Discussion questions

Use these on your own, with a book club, or as chat starters in Superbook.

  1. 1.

    Think of a leader who influenced you significantly. Did they lead more with questions or with answers? What effect did that have?

  2. 2.

    Marquardt argues most leaders talk too much in meetings. What percentage of your average meeting time do you spend listening versus speaking?

  3. 3.

    What is the last question you asked a team member that genuinely changed your thinking about a situation?

  4. 4.

    How comfortable are you with silence after asking a question? What does that comfort level reveal about your relationship with authority?

  5. 5.

    Marquardt says expert identity is a trap. Is there an area where your sense of being the expert is preventing you from asking better questions?

  6. 6.

    What's a question you wish someone had asked you at a pivotal moment in your career that nobody asked?

  7. 7.

    Pick a recurring problem on your team. What question, if asked repeatedly, might dissolve it or reframe it entirely?

  8. 8.

    The book describes leaders who ask questions as seeming uncertain to some observers. How does your organizational culture reward or punish apparent uncertainty in leaders?

  9. 9.

    What's the difference between a question asked from genuine curiosity and one asked to corner someone? How do people on your team tell the difference?

  10. 10.

    Marquardt suggests that questions are more powerful in performance reviews than evaluations. What would change in your next review conversation if you asked twice as many questions as you currently do?

  11. 11.

    If you had to ask only one question at the start of every team meeting for the next three months, what would it be?

Themes

Frequently asked questions

  • What is Leading with Questions about?

    It argues that leaders who ask questions rather than give answers build stronger, more accountable teams. Marquardt draws on research and interviews to show how questioning habits transfer ownership, build learning capacity, and avoid the bottlenecks that come from leader-as-expert cultures.

  • Is Leading with Questions still relevant today?

    Yes.

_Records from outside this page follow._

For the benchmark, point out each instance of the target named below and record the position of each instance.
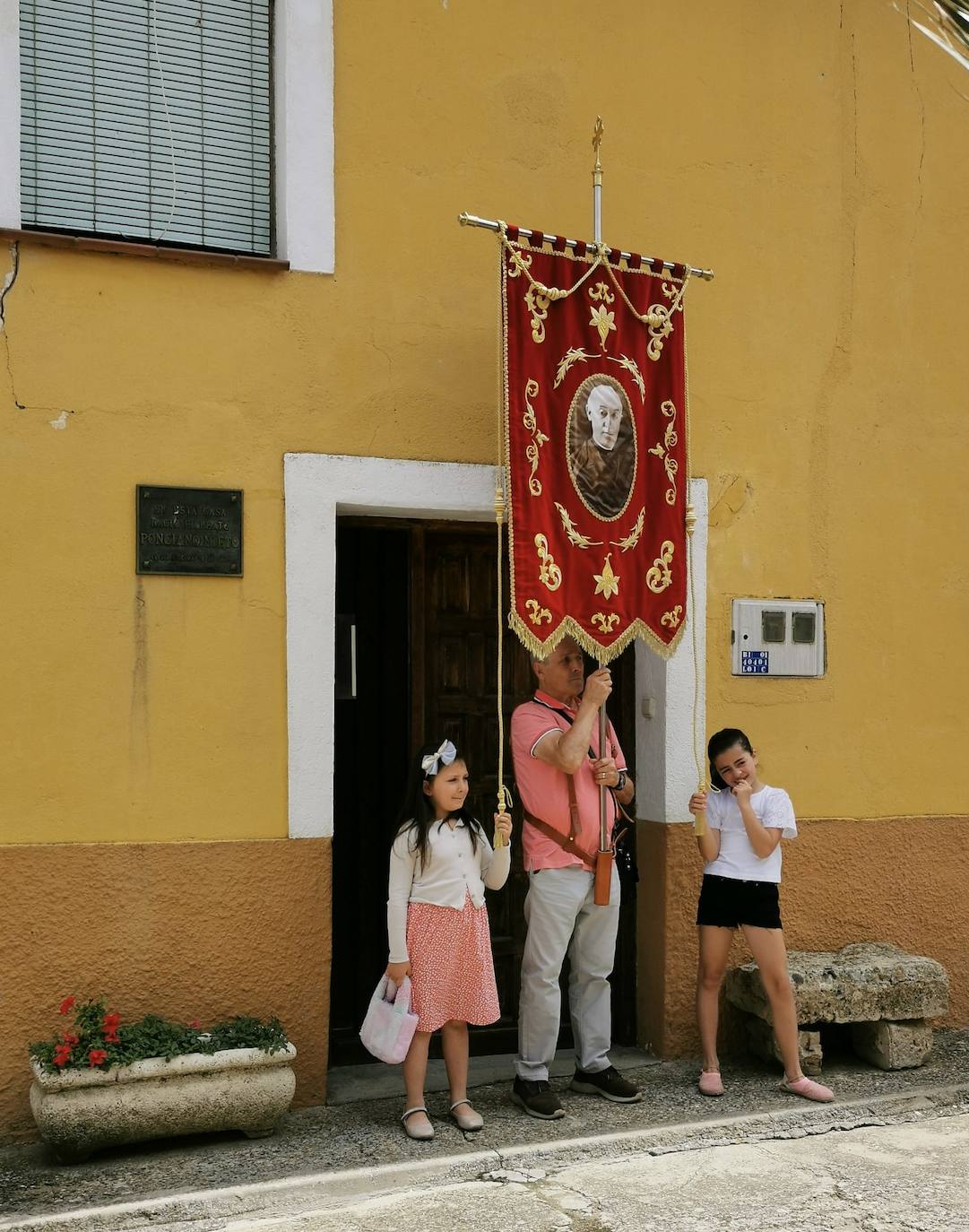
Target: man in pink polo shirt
(553, 737)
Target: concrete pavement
(894, 1178)
(329, 1158)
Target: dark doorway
(421, 599)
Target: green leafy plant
(99, 1040)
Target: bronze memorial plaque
(188, 530)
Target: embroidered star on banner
(607, 584)
(603, 322)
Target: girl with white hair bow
(441, 863)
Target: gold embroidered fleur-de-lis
(660, 576)
(671, 619)
(603, 322)
(607, 584)
(605, 622)
(536, 612)
(549, 574)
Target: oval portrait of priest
(601, 444)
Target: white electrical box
(777, 638)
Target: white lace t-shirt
(738, 859)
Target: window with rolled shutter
(148, 119)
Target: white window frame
(318, 487)
(303, 135)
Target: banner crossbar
(467, 220)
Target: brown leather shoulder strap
(567, 842)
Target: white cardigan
(452, 872)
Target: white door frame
(318, 487)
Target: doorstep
(351, 1084)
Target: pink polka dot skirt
(452, 974)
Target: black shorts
(727, 902)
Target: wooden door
(457, 605)
(422, 599)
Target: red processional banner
(596, 424)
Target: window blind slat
(101, 122)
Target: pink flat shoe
(711, 1083)
(808, 1089)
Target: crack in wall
(921, 109)
(9, 281)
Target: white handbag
(389, 1024)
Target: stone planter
(80, 1112)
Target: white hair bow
(445, 755)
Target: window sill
(124, 247)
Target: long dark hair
(416, 813)
(719, 743)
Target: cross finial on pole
(597, 181)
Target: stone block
(893, 1045)
(762, 1044)
(861, 984)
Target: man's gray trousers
(562, 916)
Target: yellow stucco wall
(814, 158)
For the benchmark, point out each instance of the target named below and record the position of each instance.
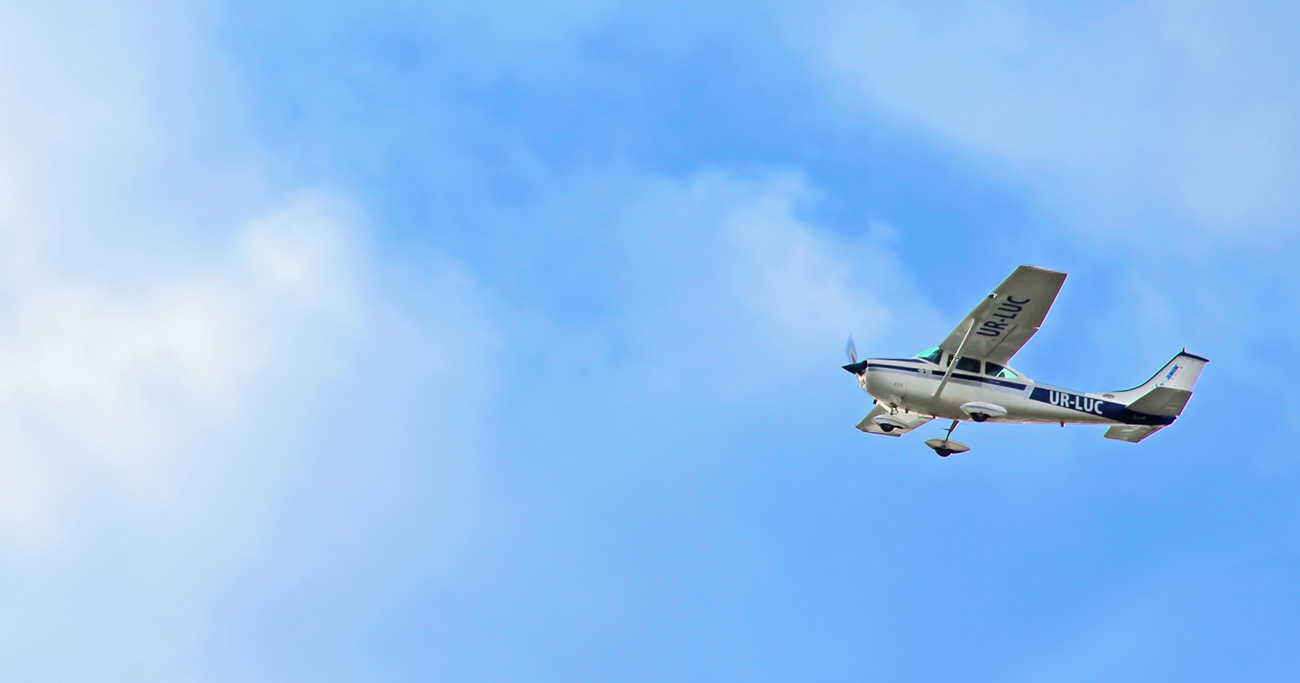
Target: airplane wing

The core argument — that leaders talk too much and ask too little — has only grown more relevant as knowledge work has increased and the pace of change has outpaced any individual expert. The specific frameworks are straightforward but useful.

  • Who should read this book?

    Managers who notice their teams are too dependent on them for decisions, leaders who feel like they're doing everyone else's thinking, and coaches or HR professionals designing leadership development programs. Less useful for early-career managers still building foundational judgment.

  • How is this different from The Coaching Habit?

    Both books argue that leaders should ask more and tell less. The Coaching Habit is more conversational, shorter, and focused on seven specific questions. Leading with Questions is broader, covering organizational culture, meeting facilitation, and strategy — but less memorable at the line level.

  • What is the most useful idea in Leading with Questions?

    The concept of question ownership: when a leader consistently reflects a team member's question back rather than answering it, the team member develops judgment instead of dependence. It takes discipline but it scales in a way that always-answering does not.

About Michael J. Marquardt

Michael J. Marquardt is professor emeritus of human resource development at George Washington University and founder of the World Institute for Action Learning. He is the author of more than twenty books on leadership, organizational learning, and action learning, including Building the Learning Organization and Action Learning in Action. His work has been applied in organizations across more than a hundred countries. He is recognized as one of the leading authorities on action learning, a method of problem-solving and leadership development through iterative questioning and reflection.